Du Bois continued the theme of justice a year later, in a December 1911 piece titled “Christmas,” yet focused on children as the future hope of and for justice. (An interesting point to illuminate one context for this editorial: at the time Du Bois's daughter Yolande was 8, and Du Bois would go on to publish The Brownies' Book in 1920. Du Bois's first child, a son named Burghardt, died in 1899 at age 2.) Du Bois hoped that the struggled of today would yield the fruit of justice tomorrow. About Christmas, Du Bois refashioned John 3:16 and observed: “It is the day of the little Saviors of the World whom the Fathers so love that they send them to the world that the world may not perish but have Everlasting Life.”
In the following paragraph the shepherds from Luke 2 return and watch their flocks at night, “the long and dreadful night that lowers over the worlds’ darker peoples.” Such a state, Du Bois averred, prompts people to keep watch for a star or “strain their weary ears for the Voice of Angels with Good Tiding of great Joy which shall be to all people, with glory, not simply to other worlds, but on Earth Peace, Good Will toward men.”
From shepherds Du Bois moved to the 3 kings, “toiling heavily across the seas” in order to find the baby. “One King is black; on King is yellow; on King is white; all three are kings; all three see salvation in the justice, mercy and truth which will rekindle the worn and wicked earth.” Du Bois again emphasized that the Christ child represented universal justice and global equality. Some embraced this vision, while others resisted. “Must the Race Problem greet the cradle of the Savior of the World?," Du Bois asked, “It must; and upon the awful majesty of the three kings must dwell equal reverence and social equality.”
Du Bois continued with his Christmas queries: “But why should kings bow to babies in order to save the world? And if to babies, why to babies in mangers and tenements and rookeries?
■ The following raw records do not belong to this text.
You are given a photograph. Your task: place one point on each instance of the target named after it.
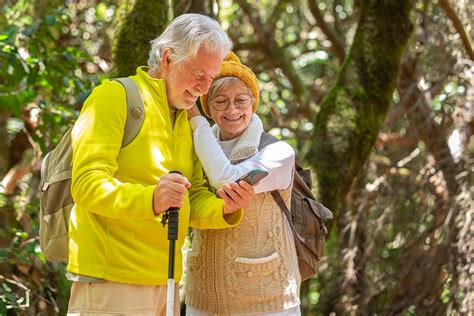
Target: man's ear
(165, 58)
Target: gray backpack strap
(135, 110)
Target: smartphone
(253, 176)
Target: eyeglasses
(241, 101)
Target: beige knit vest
(250, 268)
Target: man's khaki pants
(111, 298)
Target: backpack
(56, 171)
(307, 217)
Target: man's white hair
(185, 35)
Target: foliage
(48, 66)
(393, 248)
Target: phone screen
(253, 176)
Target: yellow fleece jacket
(113, 232)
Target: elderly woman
(251, 269)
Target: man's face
(191, 78)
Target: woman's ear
(165, 59)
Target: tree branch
(458, 26)
(337, 44)
(277, 55)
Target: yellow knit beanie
(231, 67)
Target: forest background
(375, 96)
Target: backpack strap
(279, 199)
(265, 140)
(135, 110)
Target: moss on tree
(139, 22)
(354, 110)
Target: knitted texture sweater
(250, 268)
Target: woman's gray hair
(184, 36)
(224, 83)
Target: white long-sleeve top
(277, 158)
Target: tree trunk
(354, 109)
(139, 22)
(350, 118)
(4, 143)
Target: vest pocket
(259, 276)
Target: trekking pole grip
(173, 218)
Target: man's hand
(193, 111)
(169, 192)
(235, 196)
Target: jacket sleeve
(96, 141)
(206, 208)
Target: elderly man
(118, 249)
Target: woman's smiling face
(231, 109)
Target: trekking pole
(171, 217)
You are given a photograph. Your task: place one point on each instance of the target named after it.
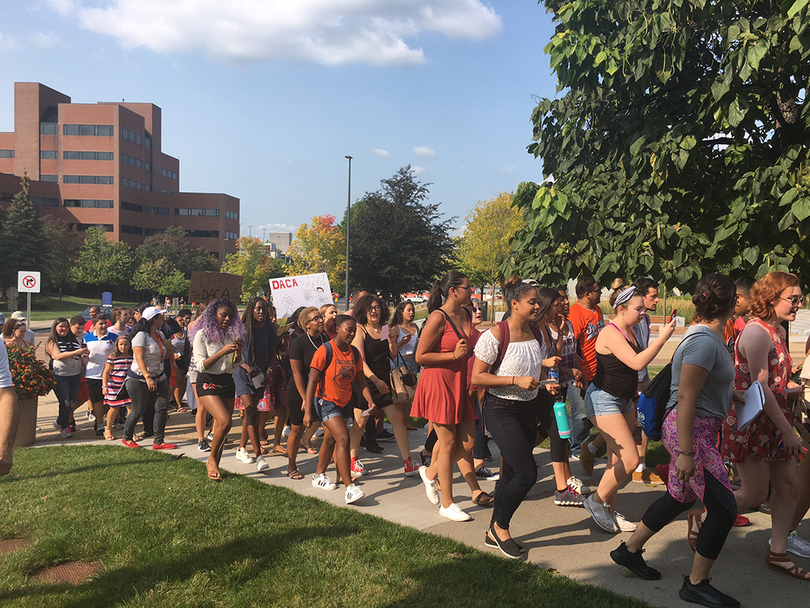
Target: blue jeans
(67, 392)
(513, 425)
(580, 425)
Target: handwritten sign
(207, 286)
(290, 293)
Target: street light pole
(348, 224)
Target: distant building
(102, 165)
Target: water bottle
(561, 414)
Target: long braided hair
(247, 321)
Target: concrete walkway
(564, 539)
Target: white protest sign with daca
(290, 293)
(207, 286)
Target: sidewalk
(564, 539)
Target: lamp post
(348, 224)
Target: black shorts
(216, 385)
(94, 388)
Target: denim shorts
(602, 403)
(328, 409)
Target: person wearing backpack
(701, 396)
(509, 364)
(336, 368)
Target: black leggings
(721, 511)
(547, 426)
(514, 428)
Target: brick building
(102, 165)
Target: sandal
(782, 563)
(694, 527)
(483, 499)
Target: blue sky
(263, 99)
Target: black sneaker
(705, 595)
(635, 563)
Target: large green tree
(399, 242)
(102, 263)
(679, 144)
(22, 242)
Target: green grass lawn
(167, 536)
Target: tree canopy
(679, 146)
(319, 246)
(398, 241)
(487, 239)
(22, 242)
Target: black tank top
(614, 377)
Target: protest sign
(290, 293)
(207, 286)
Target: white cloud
(44, 40)
(321, 31)
(423, 151)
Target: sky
(263, 99)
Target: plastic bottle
(561, 414)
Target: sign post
(28, 281)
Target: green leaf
(801, 208)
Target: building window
(203, 234)
(84, 227)
(89, 203)
(135, 162)
(131, 183)
(156, 210)
(131, 136)
(97, 130)
(196, 211)
(87, 179)
(74, 155)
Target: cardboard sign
(290, 293)
(207, 286)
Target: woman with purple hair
(218, 337)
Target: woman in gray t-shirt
(702, 393)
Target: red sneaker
(741, 521)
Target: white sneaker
(797, 545)
(622, 523)
(602, 514)
(353, 494)
(323, 482)
(431, 489)
(454, 513)
(576, 483)
(243, 456)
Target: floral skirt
(707, 457)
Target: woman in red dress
(441, 394)
(768, 447)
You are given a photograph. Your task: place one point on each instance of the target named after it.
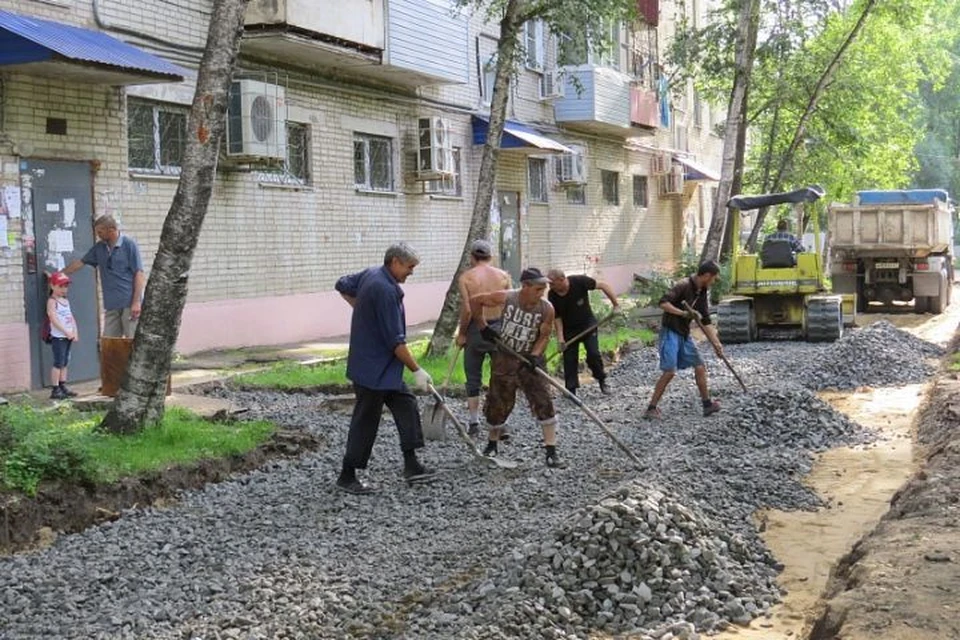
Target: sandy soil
(858, 485)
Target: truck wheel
(939, 302)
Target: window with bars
(640, 192)
(448, 185)
(576, 194)
(372, 162)
(537, 183)
(611, 186)
(156, 137)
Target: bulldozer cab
(780, 288)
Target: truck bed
(892, 229)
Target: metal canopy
(54, 48)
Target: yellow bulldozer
(781, 288)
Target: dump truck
(894, 246)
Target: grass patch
(291, 376)
(954, 364)
(62, 444)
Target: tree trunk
(141, 398)
(825, 78)
(480, 219)
(731, 169)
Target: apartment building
(353, 123)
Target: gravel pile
(279, 554)
(633, 560)
(878, 355)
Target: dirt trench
(880, 561)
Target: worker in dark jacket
(676, 347)
(375, 363)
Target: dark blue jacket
(378, 325)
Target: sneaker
(710, 409)
(418, 473)
(355, 487)
(554, 461)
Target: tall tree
(587, 18)
(734, 135)
(140, 401)
(800, 131)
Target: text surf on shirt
(520, 329)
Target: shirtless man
(525, 327)
(481, 277)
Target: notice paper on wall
(69, 212)
(11, 199)
(60, 241)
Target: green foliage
(62, 444)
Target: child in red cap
(63, 332)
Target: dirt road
(888, 587)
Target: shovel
(500, 462)
(567, 343)
(434, 417)
(572, 397)
(736, 375)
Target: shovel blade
(433, 422)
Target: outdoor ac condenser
(257, 121)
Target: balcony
(598, 100)
(403, 42)
(644, 110)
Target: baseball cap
(481, 249)
(533, 275)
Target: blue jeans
(677, 352)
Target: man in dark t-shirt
(570, 297)
(676, 347)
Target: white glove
(422, 379)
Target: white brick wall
(261, 241)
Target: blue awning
(48, 46)
(518, 137)
(694, 171)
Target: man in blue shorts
(677, 349)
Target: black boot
(553, 458)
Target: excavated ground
(600, 549)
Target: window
(451, 185)
(537, 173)
(576, 194)
(611, 187)
(640, 192)
(533, 44)
(298, 152)
(372, 162)
(156, 137)
(488, 79)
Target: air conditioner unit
(660, 164)
(434, 149)
(257, 121)
(570, 168)
(551, 85)
(671, 184)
Why not bring this mighty embassage to the frilled and dainty babies of Fifth Avenue or Plaza Hotel?” Jim Crow created an unwelcome environment in places of white wealth, Du Bois replied, and
“[s]o the homage we pay to the low-lying Savior of the World to be is carried to the lower East Side and the upper West Side, to Black Harlem and yellow Chinatown, to the low, the despised…And there the Kings of the Earth shall bow and open their treasures and present unto the Babes three gifts: Gold, Frankincense and Myrrh.”
These gifts are neither items of ancient import nor twentieth-century consumable products, but for Du Bois blessings of life transcend the temporal realm yet are invariably intertwined with it. Gold meant raising children well and a modicum of stability, spending what is necessary for clothing, food, and shelter. Du Bois called frankincense “the ointment and balm of health,” by which he meant proper dietary habits, regular sleep, and warm and comfortable clothes to survive “the Hell of life in flats—all the Frankinsense on the alter of childhood.” As for myrrh, what Du Bois fashioned “the perfume and inspiration in the nostrils of a living human soul,” he intended “[k]nowledge and goodness—discipline and home life, reverence for parents, honesty, a hatred of lying lips, a love of honest work. All those are the gifts of kings on the alter of childhood.”
In customary fashion, Du Bois took biblical stories and found avenues for practical application whether it involved good deeds modeled on the life of Jesus, or allegorizing familiar Christmas stories. Du Bois believed religious ethics and spiritual morals far more important than claims to divinity or theological systems.
Du Bois closed this Christmas column with a meditation on childhood and its possibilities. Proper training of children might well bring the salvation of the world, since “[t]o childhood we look for the triumph of Justice, Mercy and Truth. As the children of this generation are trained, so will the hope of all men in the next generation blossom to fruition, and the song of the Angels above the Christ Child will be heard again in the old world: Peace on Earth, Good Will Toward Men.”